Polymer-grafted nanoparticles (PGNs) can self-assemble superlattices with intricate crystal symmetries beyond simple crystal structures such as simple cubic or face-centered cubic crystals. Alongside the recent advancements in synthesizing these PGNs to understand their complex crystal assembly, computer simulations pave the way for comprehensively investigating assembly of these complex crystal systems. However, PGNs have a large number of associated high degrees of freedom, making simulation studies of the sluggish assembly kinetics computationally expensive. The Coarse-Graining (CG) method mitigates this issue by treating a nanoparticle and its surrounding polymer complex environment as a single “virtual-particle”, greatly reducing the degrees of freedom by treating inter-particle interactions via a Coarse-Grained Potential of Mean Force (CGPMF). Yet, the non-negligible many-body effect emerging at the thick grafting layer regime greatly complicates the coarse graining process. In this study, we combine techniques introduced in Kostzin et al. [1] and Zhou et al. [2] to enable computationally efficient generation of robust CGPMFs for PNGs. Our approach entails non-equilibrium forward-reverse path integral sampling with carefully chosen reaction coordinates, through the steered molecular dynamics (SMD). We validate our technique by comparing resulting two-body PMFs against those obtained from umbrella sampling method. Furthermore, we demonstrate the calculation of two and three-body CGPMFs, which, when combined, approximate the full many body CGPMFs. Additionally, our technique can be applied to consider up to four-body CGPMFs. Ultimately, our technique offers an efficient and reliable route for coarse-graining the PGNs, thereby extending the achievable simulation timescales.

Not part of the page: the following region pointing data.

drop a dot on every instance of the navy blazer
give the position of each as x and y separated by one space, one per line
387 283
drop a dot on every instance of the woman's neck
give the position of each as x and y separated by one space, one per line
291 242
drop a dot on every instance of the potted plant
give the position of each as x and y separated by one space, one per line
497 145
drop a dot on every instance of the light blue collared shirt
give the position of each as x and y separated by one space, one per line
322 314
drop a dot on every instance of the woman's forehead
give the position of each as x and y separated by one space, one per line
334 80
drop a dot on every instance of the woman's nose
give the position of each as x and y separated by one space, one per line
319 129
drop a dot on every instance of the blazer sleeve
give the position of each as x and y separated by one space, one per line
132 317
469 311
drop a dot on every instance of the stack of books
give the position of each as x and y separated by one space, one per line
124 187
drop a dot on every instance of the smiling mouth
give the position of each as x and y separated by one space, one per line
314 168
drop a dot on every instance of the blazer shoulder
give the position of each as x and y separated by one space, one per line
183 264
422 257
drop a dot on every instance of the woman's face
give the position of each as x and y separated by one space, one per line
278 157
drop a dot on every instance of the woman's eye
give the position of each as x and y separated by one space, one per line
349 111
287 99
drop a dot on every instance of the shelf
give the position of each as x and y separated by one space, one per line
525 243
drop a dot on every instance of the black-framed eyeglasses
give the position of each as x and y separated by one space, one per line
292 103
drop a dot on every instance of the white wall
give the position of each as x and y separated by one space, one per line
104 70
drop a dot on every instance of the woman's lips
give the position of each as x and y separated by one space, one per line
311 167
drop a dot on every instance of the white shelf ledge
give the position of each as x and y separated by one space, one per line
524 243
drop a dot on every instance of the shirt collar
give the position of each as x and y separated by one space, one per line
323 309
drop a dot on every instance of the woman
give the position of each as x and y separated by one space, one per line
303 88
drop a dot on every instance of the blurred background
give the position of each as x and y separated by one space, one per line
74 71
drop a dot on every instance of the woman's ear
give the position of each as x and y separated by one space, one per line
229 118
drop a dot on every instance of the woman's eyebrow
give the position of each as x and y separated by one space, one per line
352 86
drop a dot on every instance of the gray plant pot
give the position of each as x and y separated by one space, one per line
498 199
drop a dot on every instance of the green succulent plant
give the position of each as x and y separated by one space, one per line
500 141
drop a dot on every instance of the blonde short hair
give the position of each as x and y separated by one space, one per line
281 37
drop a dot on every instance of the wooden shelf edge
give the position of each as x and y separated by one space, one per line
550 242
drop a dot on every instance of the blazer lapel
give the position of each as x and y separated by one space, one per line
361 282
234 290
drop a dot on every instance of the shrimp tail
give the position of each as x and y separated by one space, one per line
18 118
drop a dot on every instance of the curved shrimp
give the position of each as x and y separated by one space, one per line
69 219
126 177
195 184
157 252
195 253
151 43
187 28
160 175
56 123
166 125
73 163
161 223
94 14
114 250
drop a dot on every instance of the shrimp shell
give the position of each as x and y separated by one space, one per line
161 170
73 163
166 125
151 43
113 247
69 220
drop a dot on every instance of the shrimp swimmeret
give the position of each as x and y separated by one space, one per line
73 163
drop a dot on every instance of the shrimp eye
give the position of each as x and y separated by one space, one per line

[1] Kosztin, Ioan, Bogdan Barz, and Lorant Janosi. "Calculating potentials of mean force and diffusion coefficients from nonequilibrium processes without Jarzynski’s equality." The Journal of chemical physics 124, no. 6 (2006).

[2] Zhou, Yilong, Sigbjørn Løland Bore, Andrea R. Tao, Francesco Paesani, and Gaurav Arya. "Many-body potential for simulating the self-assembly of polymer-grafted nanoparticles in a polymer matrix." npj Computational Materials 9, no. 1 (2023): 224.